Paracel und Spratly - Die Geschichte eines Konfliktes

Paracel und Spratly sind die international gebraeuchlichen Namen fuer zwei Inselgruppen im Suedchinesischen Meer, das in Vietnam Biển Đông (Ostmeer) heisst. Die Paracel-Inseln (vietnamesisch Hoàng Sa) bestehen aus etwa 30 Inseln, Korallenriffen, Atollen oder Sandbaenken, die zum Teil bei Flut unter dem Wasserspiegel verschwinden. Zerstreut auf einer Flaeche von ca. 15.000 Quadratkilometern liegen sie vor der zentralvietnamesischen Kueste etwa auf der Hoehe von Huế, 170 Seemeilen von Haiphong und 150 Seemeilen von der chinesischen Insel Hainan entfernt. Die Spratly-Inseln (vietnamesisch Trường Sa) sind ebenfalls ein Archipel aus ueber 100 Inseln, Korallenriffen und Sandbaenken. Sie bedecken eine wesentlich groessere Flaeche im Sueden des Ostmeeres, ziemlich genau in der Mitte zwischen Suedvietnam, dem malaysischen Teil der Insel Borneo und der zu den Philippinen gehoerenden Insel Palawan. Sie verteilen sich auf eine Flaeche von 170.000 Quadratkilometer, 250 Seemeilen von vietnamesischen Hafen Cam Ranh und 522 Seemeilen von Hainan entfernt.
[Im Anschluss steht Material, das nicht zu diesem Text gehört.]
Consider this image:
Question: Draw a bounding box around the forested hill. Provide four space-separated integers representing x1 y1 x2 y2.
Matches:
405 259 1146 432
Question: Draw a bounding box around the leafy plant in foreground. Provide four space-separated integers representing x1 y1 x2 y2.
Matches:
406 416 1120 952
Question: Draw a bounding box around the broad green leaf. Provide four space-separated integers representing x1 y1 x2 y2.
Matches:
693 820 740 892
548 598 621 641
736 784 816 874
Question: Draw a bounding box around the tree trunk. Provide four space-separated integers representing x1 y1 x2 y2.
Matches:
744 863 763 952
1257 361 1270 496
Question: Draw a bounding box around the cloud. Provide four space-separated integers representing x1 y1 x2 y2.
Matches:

Sowohl Vietnam als auch China berufen sich bei ihrem Anspruch auf die beiden Inselgruppen auf historische Dokumente, die beweisen sollen, dass die Inseln von der jeweiligen Nation in der Form der Besetzung eigentumslosen Landes in die eigene territoriale Hoheit uebergegangen sind. Allerdings hat China seine Ansprueche erst im 20. Jahrhundert wieder angemeldet und mit militaerischen Aktionen teilweise durchgesetzt, nachdem Vietnam im 17. und 18. Jahrhundert dort dauerhaft Stuetzpunkte und Siedlungen unterhalten hatte. So sind die Paracel-Inseln erst waehrend des Vietnamkrieges im Jahre 1974 komplett von China besetzt worden.
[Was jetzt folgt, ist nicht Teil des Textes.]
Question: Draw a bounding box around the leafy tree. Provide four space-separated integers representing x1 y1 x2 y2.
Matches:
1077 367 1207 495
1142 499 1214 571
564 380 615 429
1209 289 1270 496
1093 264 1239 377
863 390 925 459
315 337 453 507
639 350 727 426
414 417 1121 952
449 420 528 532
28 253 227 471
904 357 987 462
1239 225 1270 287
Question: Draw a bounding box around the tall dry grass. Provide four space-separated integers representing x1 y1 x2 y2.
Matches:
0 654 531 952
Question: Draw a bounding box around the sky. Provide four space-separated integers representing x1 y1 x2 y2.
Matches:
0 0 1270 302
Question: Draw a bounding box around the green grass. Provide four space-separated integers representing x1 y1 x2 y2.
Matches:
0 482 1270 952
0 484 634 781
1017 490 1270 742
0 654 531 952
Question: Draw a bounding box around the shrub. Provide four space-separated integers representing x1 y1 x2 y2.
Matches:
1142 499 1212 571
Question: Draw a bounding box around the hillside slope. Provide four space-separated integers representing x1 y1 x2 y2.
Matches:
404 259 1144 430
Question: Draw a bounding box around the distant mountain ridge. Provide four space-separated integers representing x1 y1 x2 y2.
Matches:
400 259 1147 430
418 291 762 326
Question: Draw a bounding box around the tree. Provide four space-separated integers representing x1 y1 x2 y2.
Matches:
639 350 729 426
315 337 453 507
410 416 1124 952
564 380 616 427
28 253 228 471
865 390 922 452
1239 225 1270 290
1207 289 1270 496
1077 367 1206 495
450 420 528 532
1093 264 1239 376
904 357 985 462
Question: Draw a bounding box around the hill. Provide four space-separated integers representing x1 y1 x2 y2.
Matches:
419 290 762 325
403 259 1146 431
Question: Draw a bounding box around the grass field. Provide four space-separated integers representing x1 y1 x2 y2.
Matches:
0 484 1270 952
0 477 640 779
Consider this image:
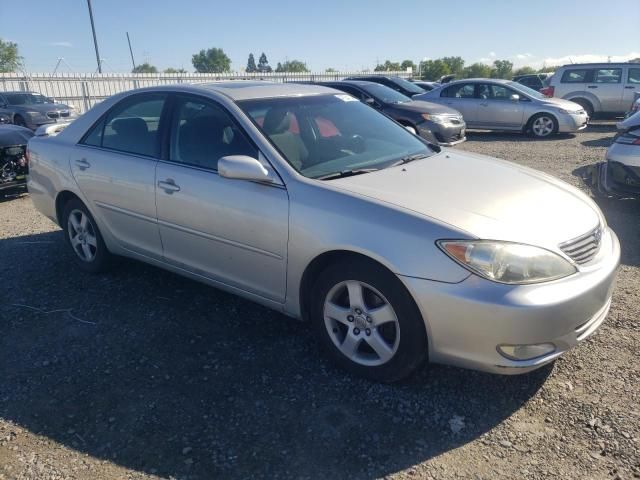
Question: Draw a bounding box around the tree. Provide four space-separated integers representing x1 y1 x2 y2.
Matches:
258 52 273 73
0 38 22 73
131 62 158 73
462 63 491 78
420 59 451 82
400 60 416 72
440 57 464 77
491 60 513 80
276 60 309 73
191 48 231 73
513 66 536 77
245 53 258 73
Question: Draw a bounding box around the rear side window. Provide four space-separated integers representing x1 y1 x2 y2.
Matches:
170 97 258 170
627 68 640 84
440 83 475 98
81 94 166 157
560 68 589 83
593 68 622 83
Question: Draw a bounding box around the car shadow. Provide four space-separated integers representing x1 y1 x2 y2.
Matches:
572 164 640 266
0 231 552 479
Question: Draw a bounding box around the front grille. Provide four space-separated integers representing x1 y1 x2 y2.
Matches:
560 225 602 265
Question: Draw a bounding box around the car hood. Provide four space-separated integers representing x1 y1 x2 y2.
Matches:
11 103 69 113
393 100 462 116
331 151 601 250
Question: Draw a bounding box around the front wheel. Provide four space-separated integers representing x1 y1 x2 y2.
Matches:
529 113 558 138
311 261 428 382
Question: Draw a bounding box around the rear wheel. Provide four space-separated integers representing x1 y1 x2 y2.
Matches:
529 113 558 138
311 261 428 382
62 199 113 273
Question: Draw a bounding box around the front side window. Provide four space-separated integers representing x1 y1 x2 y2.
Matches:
238 94 432 178
593 68 622 83
440 83 476 98
560 68 589 83
169 97 258 170
81 94 166 157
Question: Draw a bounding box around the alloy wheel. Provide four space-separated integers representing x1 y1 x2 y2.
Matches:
324 280 400 367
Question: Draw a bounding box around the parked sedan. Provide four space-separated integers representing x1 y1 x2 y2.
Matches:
28 81 620 381
414 78 589 138
0 92 77 130
322 80 466 147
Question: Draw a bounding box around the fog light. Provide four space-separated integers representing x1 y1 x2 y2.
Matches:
498 343 556 360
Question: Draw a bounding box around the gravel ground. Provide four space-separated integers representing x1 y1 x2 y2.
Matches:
0 122 640 480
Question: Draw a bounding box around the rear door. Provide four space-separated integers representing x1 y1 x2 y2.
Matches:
69 93 167 258
438 82 480 127
621 65 640 111
476 83 528 129
156 95 289 302
587 67 625 112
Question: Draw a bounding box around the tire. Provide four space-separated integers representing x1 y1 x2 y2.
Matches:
527 113 558 138
310 260 428 383
571 98 593 120
13 115 27 128
62 198 113 273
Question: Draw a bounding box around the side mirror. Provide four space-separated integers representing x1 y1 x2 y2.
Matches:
218 155 274 183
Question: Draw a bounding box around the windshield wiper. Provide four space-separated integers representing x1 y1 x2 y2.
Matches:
315 168 379 180
387 153 429 168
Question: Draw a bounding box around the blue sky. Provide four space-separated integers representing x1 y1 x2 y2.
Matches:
0 0 640 72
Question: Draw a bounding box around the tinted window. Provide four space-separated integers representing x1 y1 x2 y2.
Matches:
593 68 622 83
238 94 432 178
560 68 589 83
440 83 475 98
169 97 258 170
95 94 166 157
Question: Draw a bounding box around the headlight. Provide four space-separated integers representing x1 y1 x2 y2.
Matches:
421 113 447 125
436 240 576 284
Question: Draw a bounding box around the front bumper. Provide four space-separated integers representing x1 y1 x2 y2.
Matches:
417 120 467 147
400 229 620 374
557 113 589 133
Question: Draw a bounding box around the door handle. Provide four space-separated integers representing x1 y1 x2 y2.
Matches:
76 158 91 170
158 178 180 195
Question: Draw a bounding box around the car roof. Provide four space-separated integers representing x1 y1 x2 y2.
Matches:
190 80 335 100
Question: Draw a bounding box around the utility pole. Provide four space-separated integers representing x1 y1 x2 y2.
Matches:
87 0 102 73
127 32 136 70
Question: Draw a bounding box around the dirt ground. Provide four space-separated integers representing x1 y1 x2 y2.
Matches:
0 122 640 480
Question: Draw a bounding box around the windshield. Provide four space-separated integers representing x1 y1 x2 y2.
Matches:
238 94 433 178
509 82 547 98
391 77 426 94
6 93 52 105
360 82 411 103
Durch fruehe Landkarten aus dem 17. Jahrhundert und Dokumente des Koenigshofes ist die Besiedlung beider Inselgruppen durch Vietnamesen belegt. Die Spratlys waren Teil des vietnamesischen Distriktes Chuong Nghia. Sogenannte Hoàng Sa Brigaden weilten damals regelmaessig sechs Monate im Jahr auf den Paracel-Inseln, um Seefruechte zu ernten. Die Nguyễn-Fuersten sandten jaehrlich 18 Boote aus, um die Inseln zu versorgen und zu erforschen. Eine ganzjaehrige kontinuierliche Besetzung gab es bereits vor der Herrschaft der Nguyễn-Dynastie (begann 1802). Jedenfalls findet sie in vielen Dokumenten aus dem 18. und 19. Jahrhundert ausfuerliche Erwaehnung, darunter in der beruehmten Chronik Đại Nam thực lục.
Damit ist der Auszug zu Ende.